A couple of weeks ago we received a tweet from Chris Southan, who has been looking at crowdsourcing anti-Ebola medicinal chemistry. He asked us to mine Ebola C07D patents (i.e. those for heterocyclic small molecules, the standard chemistry for most drugs) using our text analytics tool I2E, and provide him with the resulting chemical structures.
We wanted to help. What anti-Ebola research has been patented, that might provide value to the scientific community? Searching patents for chemistry using an automated approach is notoriously tricky; patent documents are long, and often purposefully obfuscated with chemicals frequently being obscured by the complex language used to described them or corrupted by OCR errors and destroyed by the overall poor formatting of the patents.
Andrew Hinton, one of our Application Specialists with a background in chemistry, used I2E to map the patent landscape around Ebola, identify patents for small molecules described to target Ebola, and extract the chemical structures.
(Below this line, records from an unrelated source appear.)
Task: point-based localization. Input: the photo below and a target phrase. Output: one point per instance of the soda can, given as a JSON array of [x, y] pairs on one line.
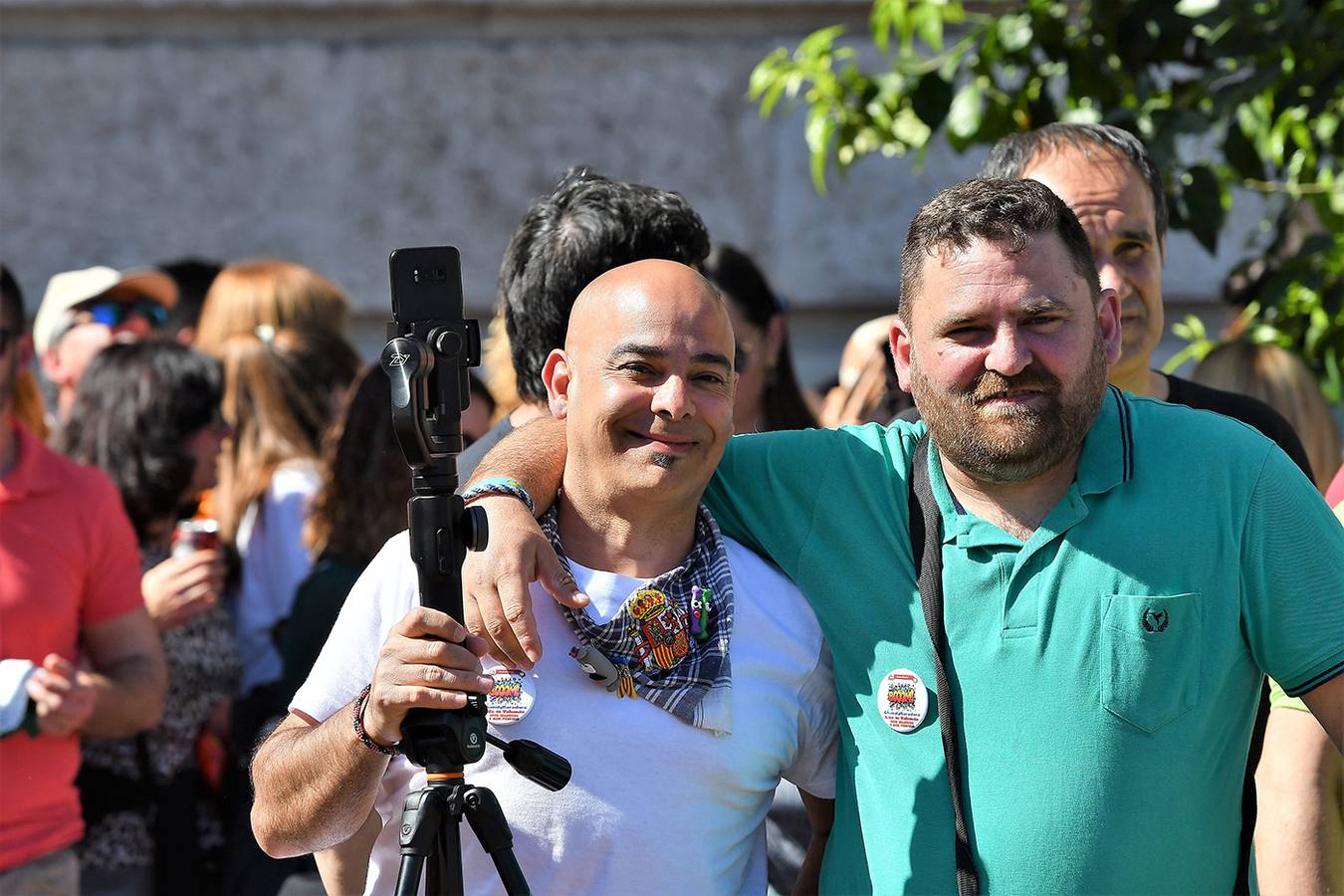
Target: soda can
[[195, 535]]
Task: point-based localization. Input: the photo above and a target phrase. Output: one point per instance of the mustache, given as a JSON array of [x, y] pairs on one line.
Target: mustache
[[992, 384]]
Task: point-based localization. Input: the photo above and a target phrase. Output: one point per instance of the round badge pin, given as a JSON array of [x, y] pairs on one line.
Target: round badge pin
[[513, 696], [902, 700]]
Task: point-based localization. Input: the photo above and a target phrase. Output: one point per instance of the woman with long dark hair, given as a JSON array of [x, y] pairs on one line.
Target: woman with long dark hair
[[359, 506], [768, 396], [148, 415]]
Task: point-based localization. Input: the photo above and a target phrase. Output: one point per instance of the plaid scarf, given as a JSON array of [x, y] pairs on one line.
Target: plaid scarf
[[651, 634]]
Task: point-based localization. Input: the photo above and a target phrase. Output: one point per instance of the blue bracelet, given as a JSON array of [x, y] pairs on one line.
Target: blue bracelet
[[499, 485]]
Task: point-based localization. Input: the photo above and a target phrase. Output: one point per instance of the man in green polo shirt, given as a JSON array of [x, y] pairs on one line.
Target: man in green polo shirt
[[1117, 576]]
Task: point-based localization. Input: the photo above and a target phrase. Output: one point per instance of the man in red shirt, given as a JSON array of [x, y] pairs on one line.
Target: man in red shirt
[[74, 633]]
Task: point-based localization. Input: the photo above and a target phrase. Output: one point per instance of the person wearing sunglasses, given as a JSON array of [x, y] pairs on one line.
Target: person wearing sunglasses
[[85, 311]]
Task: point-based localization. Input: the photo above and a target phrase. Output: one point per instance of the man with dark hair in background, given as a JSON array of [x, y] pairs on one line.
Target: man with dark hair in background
[[85, 311], [78, 653], [1112, 184], [583, 227], [192, 277]]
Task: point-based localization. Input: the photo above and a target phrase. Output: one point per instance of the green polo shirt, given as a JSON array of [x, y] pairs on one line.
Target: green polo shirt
[[1105, 672]]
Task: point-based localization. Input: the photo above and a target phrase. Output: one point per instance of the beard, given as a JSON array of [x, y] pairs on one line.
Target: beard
[[1013, 442]]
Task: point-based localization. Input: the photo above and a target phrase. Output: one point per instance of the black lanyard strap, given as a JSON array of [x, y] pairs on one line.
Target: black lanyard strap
[[926, 547]]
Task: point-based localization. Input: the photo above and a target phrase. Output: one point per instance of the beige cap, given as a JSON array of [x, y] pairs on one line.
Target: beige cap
[[66, 292]]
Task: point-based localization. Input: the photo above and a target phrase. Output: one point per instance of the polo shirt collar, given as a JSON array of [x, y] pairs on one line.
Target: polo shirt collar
[[34, 470], [1106, 460]]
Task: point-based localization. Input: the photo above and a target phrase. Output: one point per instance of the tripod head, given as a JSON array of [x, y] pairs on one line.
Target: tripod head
[[430, 346], [429, 350]]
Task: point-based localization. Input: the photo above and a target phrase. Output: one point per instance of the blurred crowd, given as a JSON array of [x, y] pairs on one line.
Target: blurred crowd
[[149, 641]]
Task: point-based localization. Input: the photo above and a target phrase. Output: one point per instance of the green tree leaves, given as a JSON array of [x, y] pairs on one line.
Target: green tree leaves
[[1226, 95]]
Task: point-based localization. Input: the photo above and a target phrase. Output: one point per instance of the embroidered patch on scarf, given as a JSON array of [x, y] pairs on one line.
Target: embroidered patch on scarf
[[651, 635]]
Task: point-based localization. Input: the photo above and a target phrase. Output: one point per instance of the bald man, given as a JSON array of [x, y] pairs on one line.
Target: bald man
[[703, 677]]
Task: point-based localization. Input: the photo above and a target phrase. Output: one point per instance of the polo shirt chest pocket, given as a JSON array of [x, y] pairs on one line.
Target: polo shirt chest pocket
[[1149, 657]]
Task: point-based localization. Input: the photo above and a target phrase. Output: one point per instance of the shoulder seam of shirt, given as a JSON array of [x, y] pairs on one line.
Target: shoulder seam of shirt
[[816, 503]]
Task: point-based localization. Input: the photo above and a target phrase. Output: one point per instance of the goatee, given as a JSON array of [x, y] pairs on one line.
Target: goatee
[[1012, 442]]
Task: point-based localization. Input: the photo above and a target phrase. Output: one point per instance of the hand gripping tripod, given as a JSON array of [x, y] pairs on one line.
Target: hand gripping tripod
[[429, 349]]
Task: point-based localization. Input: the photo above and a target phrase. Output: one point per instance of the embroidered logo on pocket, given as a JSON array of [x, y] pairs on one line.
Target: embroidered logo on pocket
[[1155, 619]]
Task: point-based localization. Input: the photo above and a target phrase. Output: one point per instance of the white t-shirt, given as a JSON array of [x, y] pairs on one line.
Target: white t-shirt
[[655, 804], [275, 560]]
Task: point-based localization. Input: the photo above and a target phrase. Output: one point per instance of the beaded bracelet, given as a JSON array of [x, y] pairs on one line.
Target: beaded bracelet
[[499, 485], [359, 724]]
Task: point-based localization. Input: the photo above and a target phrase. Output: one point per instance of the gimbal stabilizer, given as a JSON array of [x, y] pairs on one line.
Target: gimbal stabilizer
[[429, 350]]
He compiled queries to answer the key questions and find those patents which were most relevant:
- Does the patent mention Ebola or Ebola-like diseases? More importantly, is Ebola the major focus of the patent?
- Who is the pharma or biotech company?
- Is it a small molecule or non-small molecule patent?
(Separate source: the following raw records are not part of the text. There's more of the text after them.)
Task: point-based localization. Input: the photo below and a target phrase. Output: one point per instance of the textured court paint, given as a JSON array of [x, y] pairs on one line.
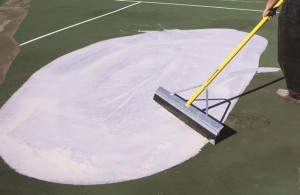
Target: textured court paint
[[89, 118]]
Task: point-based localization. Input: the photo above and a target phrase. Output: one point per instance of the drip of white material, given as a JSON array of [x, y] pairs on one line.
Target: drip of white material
[[89, 118]]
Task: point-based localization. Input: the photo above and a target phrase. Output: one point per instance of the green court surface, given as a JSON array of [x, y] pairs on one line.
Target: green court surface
[[262, 158]]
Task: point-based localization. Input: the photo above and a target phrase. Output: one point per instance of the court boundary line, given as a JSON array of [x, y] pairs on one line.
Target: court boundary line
[[192, 5], [77, 24]]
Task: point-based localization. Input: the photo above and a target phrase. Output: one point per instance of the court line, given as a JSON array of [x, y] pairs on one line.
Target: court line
[[77, 24], [193, 5], [242, 1]]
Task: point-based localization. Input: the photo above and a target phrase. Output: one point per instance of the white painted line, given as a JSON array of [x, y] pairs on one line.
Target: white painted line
[[264, 2], [77, 24], [192, 5]]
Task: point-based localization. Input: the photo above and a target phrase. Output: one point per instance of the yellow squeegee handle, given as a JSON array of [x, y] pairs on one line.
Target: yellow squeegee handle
[[231, 56]]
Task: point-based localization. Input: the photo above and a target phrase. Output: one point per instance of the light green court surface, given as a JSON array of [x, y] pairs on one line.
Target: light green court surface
[[262, 158]]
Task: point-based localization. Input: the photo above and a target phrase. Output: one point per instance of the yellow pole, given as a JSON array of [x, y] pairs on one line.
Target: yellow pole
[[231, 56]]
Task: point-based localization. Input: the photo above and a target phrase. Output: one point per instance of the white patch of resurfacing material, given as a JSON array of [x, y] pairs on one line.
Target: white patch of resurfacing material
[[89, 117]]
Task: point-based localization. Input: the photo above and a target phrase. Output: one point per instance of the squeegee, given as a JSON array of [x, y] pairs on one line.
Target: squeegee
[[190, 114]]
- What’s the exemplified chemistry? What’s the claimed chemistry? What’s the Markush chemistry?
- What chemistry is found as an image? What chemistry is found in a table? Can we extract these structures too?
Andrew ran these queries over patents from USPTO, EPO and WIPO for the past 20 years on data derived from IFI CLAIMS.The results showed a general increase in the number of patent records related to Ebola, but they are comparatively small – for example there were about 50k C07D patents published in 2010 across all therapeutic areas; of these, we found that only about 100 patents that related to Ebola (and the likely number of truly unique patent families is going to be a smaller subset of the above figure). This isn’t really that surprising; along with most viral diseases, the main emphasis for therapies has been on biologics and other non-small-molecule treatments – in fact, of the 16k total patents that mention Ebola, only 1% are C07D patents focused specifically on Ebola.
So what is the outcome of this? Using I2E, we have been able to extract the set of molecules reported in these Ebola-related patents, and will provide a set of these to Chris Southan for his chemoinformatics analysis. Let’s hope that this little step might further research towards providing a solution to the current Ebola epidemic.